I have data, stored as a data.table dt
or a data.frame df
, with multiple observations per id
-month
combination. I want to store the row number in a variable, let's call it row
.
I know how to do this in dplyr but want to learn how to do it in (pure) data.table.

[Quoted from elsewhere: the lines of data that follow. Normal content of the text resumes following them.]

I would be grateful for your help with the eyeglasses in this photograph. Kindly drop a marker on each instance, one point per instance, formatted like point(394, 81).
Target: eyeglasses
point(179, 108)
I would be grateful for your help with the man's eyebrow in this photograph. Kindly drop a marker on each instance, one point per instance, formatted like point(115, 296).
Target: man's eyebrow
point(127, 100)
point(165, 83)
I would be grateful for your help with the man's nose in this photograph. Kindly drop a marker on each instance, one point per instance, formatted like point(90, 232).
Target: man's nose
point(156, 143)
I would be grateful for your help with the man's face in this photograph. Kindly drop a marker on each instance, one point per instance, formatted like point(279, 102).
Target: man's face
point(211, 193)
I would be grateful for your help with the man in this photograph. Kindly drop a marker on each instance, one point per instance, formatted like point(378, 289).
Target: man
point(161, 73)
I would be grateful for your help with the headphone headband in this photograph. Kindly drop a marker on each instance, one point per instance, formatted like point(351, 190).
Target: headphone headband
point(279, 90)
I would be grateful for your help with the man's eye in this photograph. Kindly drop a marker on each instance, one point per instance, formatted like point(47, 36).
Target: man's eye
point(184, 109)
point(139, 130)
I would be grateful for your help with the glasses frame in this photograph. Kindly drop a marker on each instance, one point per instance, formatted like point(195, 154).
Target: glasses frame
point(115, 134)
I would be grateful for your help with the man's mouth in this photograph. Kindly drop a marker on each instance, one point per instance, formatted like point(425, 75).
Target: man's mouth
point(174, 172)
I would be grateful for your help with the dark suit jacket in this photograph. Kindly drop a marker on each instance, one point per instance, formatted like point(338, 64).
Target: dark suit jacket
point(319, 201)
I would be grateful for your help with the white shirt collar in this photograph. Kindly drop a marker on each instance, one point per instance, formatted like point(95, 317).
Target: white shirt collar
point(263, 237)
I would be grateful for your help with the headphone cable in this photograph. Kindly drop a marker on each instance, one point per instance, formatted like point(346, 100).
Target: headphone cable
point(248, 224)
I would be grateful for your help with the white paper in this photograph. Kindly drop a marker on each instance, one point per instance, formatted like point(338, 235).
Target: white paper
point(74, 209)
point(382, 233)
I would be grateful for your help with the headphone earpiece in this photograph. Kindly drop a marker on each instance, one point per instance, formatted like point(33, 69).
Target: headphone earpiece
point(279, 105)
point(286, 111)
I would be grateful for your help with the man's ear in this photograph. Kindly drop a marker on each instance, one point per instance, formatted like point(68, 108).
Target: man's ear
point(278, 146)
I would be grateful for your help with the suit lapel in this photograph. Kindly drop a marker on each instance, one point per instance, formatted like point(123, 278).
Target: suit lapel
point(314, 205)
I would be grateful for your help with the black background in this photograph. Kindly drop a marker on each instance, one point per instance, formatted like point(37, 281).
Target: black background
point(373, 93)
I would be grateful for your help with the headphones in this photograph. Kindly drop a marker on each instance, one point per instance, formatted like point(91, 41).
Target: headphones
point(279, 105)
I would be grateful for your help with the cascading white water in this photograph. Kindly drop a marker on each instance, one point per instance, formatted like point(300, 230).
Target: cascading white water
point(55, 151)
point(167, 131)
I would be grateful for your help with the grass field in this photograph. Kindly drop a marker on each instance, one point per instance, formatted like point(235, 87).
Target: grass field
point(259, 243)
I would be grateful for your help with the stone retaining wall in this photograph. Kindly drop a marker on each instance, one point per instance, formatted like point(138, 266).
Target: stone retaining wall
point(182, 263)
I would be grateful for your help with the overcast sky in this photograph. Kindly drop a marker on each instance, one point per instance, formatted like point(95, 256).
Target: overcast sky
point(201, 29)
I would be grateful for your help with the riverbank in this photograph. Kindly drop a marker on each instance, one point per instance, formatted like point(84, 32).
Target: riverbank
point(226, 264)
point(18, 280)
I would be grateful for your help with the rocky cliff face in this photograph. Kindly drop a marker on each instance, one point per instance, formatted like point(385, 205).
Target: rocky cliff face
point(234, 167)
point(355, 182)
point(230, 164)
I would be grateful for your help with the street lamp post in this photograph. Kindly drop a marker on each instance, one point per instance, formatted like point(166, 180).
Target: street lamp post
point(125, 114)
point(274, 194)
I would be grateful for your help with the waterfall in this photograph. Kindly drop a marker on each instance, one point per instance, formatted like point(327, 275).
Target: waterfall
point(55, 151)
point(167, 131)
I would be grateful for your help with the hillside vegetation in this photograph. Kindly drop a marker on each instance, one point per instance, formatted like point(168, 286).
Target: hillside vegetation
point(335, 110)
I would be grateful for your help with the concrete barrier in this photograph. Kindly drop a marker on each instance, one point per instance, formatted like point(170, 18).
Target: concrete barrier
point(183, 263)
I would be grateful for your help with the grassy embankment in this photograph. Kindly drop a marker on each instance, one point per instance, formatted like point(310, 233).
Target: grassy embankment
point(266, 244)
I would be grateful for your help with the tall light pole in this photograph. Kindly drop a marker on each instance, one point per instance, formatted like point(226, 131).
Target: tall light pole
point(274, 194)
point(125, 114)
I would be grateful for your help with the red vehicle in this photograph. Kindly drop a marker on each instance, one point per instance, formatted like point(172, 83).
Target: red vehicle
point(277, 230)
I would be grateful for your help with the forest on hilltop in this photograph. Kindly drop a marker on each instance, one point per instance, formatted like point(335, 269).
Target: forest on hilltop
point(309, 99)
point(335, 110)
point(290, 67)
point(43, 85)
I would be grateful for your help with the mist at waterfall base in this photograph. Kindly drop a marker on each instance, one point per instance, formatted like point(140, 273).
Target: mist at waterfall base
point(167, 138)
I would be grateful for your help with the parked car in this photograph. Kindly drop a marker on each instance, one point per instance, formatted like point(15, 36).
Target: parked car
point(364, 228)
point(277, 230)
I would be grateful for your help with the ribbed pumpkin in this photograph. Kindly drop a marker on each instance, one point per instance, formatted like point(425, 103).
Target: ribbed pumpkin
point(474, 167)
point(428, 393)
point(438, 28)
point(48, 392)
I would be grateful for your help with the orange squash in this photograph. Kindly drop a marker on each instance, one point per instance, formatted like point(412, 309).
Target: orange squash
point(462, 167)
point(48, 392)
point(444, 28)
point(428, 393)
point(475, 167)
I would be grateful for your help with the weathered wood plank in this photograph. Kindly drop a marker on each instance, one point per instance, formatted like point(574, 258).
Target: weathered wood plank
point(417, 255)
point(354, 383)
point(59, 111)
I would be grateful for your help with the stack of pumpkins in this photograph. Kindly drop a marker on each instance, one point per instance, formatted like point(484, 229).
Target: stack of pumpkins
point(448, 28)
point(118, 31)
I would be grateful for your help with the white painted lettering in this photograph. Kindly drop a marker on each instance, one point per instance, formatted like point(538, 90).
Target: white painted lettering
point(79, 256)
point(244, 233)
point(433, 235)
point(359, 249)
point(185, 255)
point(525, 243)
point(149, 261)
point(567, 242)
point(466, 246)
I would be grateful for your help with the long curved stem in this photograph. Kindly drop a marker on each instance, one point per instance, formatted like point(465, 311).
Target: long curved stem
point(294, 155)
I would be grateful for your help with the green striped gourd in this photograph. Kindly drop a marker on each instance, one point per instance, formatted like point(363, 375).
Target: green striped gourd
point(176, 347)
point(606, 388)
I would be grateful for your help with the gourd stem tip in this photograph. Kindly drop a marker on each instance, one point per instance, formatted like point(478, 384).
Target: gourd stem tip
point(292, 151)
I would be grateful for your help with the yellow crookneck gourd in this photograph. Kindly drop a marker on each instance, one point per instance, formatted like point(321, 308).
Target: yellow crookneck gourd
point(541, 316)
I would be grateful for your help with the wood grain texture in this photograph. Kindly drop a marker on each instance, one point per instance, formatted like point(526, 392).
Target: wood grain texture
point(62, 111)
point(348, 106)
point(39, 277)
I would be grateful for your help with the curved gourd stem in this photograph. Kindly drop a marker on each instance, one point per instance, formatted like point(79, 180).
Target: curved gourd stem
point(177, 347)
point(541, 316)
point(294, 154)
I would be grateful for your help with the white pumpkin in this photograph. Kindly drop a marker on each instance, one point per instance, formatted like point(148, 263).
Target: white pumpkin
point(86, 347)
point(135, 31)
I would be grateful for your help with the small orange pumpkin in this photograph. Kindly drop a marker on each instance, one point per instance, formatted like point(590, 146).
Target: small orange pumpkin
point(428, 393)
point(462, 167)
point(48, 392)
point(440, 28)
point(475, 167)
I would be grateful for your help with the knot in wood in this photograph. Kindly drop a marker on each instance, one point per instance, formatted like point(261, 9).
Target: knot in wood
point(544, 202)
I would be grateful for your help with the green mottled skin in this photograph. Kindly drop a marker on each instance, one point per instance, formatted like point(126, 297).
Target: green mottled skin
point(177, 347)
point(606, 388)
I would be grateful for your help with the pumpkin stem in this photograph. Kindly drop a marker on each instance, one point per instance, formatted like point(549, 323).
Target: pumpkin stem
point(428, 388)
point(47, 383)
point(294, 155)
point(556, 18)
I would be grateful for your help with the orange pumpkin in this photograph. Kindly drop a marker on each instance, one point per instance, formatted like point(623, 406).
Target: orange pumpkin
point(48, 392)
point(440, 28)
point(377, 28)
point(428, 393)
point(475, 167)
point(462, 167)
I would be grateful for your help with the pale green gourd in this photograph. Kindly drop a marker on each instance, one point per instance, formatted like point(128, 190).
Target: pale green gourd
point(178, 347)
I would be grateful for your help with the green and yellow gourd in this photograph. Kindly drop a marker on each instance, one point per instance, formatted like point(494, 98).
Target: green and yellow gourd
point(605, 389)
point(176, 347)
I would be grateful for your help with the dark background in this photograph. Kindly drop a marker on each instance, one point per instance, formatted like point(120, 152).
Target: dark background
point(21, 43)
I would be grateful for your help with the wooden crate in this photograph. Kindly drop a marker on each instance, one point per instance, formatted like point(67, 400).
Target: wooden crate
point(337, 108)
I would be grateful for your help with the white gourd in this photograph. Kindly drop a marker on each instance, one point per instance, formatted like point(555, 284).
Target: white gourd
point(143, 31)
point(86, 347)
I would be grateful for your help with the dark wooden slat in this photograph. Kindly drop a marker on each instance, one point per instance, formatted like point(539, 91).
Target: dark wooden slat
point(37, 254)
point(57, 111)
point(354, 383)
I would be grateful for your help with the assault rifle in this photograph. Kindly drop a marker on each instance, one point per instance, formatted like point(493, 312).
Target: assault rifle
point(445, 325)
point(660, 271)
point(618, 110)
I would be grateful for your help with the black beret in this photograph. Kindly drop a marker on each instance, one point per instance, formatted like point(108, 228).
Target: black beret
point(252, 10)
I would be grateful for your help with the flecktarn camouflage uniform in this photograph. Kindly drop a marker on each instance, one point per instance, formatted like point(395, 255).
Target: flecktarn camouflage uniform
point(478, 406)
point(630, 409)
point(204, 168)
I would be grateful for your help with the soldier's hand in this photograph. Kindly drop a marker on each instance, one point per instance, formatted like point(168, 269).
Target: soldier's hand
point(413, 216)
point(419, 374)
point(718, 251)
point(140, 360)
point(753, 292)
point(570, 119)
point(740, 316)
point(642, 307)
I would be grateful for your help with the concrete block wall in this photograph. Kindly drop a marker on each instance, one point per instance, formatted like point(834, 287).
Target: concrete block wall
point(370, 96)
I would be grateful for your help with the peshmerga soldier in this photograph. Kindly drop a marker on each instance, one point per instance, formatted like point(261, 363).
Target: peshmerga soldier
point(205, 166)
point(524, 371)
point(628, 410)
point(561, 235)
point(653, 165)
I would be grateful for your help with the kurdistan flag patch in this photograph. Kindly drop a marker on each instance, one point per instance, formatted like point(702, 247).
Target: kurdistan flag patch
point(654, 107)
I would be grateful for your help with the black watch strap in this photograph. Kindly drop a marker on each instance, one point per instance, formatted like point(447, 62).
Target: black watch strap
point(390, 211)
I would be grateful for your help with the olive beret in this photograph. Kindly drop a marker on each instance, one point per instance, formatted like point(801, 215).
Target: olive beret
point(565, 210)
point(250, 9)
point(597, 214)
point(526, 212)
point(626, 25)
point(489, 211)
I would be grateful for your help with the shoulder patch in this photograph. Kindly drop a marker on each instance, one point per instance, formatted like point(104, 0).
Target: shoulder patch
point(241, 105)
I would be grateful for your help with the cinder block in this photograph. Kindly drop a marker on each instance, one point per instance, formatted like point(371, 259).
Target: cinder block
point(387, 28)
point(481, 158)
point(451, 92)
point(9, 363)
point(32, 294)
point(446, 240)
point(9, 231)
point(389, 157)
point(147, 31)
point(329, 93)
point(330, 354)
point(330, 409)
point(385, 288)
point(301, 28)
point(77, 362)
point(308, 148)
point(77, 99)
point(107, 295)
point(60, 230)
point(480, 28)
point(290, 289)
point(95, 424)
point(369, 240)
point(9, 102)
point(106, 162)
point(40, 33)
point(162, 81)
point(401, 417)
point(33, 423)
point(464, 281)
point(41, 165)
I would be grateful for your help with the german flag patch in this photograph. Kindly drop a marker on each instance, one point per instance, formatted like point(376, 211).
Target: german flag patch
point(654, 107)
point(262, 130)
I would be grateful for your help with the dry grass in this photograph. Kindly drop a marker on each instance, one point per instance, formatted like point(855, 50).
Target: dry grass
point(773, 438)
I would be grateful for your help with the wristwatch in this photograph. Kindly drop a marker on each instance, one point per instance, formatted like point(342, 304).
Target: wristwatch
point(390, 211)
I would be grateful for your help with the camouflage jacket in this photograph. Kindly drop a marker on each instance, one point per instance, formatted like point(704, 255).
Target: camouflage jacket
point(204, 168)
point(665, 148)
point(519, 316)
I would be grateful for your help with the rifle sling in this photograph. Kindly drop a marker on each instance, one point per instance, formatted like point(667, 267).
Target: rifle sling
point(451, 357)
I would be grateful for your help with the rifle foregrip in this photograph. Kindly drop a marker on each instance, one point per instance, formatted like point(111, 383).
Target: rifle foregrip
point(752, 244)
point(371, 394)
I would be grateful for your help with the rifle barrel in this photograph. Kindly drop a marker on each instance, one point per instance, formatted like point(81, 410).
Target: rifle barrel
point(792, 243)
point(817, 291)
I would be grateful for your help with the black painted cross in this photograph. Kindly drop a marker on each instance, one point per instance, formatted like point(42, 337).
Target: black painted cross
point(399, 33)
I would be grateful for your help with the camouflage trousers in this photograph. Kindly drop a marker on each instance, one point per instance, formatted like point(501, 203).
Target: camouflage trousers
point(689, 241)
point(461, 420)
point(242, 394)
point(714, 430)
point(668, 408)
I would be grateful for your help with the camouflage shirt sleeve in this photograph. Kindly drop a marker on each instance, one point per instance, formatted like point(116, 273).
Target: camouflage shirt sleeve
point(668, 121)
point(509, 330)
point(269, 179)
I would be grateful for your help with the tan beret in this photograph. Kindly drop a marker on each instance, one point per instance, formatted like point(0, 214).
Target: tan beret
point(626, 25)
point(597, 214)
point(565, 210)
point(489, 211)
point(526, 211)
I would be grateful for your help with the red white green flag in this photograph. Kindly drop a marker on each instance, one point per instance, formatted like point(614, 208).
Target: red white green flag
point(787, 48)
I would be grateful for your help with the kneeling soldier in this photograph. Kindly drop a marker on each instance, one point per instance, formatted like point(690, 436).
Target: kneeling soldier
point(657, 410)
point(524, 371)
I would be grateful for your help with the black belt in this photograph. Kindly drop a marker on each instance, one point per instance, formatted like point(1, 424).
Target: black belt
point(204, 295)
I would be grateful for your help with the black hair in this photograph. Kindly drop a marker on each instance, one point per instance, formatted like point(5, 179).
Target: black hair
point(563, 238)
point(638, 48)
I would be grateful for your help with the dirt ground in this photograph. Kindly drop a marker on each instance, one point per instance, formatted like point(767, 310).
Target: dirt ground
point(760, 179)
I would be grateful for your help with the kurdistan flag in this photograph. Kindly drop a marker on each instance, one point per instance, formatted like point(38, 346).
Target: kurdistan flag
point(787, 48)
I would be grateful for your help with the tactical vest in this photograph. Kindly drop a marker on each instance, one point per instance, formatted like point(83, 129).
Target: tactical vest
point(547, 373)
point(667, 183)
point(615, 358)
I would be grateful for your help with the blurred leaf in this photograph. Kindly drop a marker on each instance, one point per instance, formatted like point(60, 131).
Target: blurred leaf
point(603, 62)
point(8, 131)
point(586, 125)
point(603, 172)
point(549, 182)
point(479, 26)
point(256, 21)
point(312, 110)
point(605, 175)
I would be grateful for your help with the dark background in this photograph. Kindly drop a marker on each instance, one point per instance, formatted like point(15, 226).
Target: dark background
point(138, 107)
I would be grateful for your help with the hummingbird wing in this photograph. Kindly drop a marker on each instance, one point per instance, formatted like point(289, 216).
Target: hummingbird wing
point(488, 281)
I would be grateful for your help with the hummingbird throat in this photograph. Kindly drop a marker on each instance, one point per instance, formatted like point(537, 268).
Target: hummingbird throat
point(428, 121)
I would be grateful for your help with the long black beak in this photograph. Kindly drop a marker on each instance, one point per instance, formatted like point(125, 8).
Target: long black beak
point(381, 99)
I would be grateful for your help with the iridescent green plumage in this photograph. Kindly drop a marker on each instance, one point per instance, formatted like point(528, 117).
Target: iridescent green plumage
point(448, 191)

I assume it is a trivially easy operation, but I can't seem to find a solution that works.
Reprex:
library(dplyr)
library(data.table)
df <- data_frame(id = c(1, 1, 1, 2, 2, 2), month = c(1, 1, 2, 1, 1, 2))
dt <- data.table(df)
My dplyr solution gives the expected output:
df %>%
group_by(id, month) %>%
mutate(row = row_number(id))
# A tibble: 6 x 3
# Groups: id, month [4]
id month row
<dbl> <dbl> <int>
1 1 1 1
2 1 1 2
3 1 2 1
4 2 1 1
5 2 1 2
6 2 2 1
Doing similar operations on a data.table yields something different:
dt[, row := row_number(id), by = c("id", "month")]
id month row
1: 1 1 1
2: 1 1 1
3: 1 2 1
4: 2 1 1
5: 2 1 1
6: 2 2 1
Or:
dt[, row := .I, by = c("id", "month")]
id month row
1: 1 1 1
2: 1 1 2
3: 1 2 3
4: 2 1 4
5: 2 1 5
6: 2 2 6
I assume I understand why this happens (row_number(id)
simply refers to the first row number of the first row of each group), but do not know how to get the expected result in pure data.table.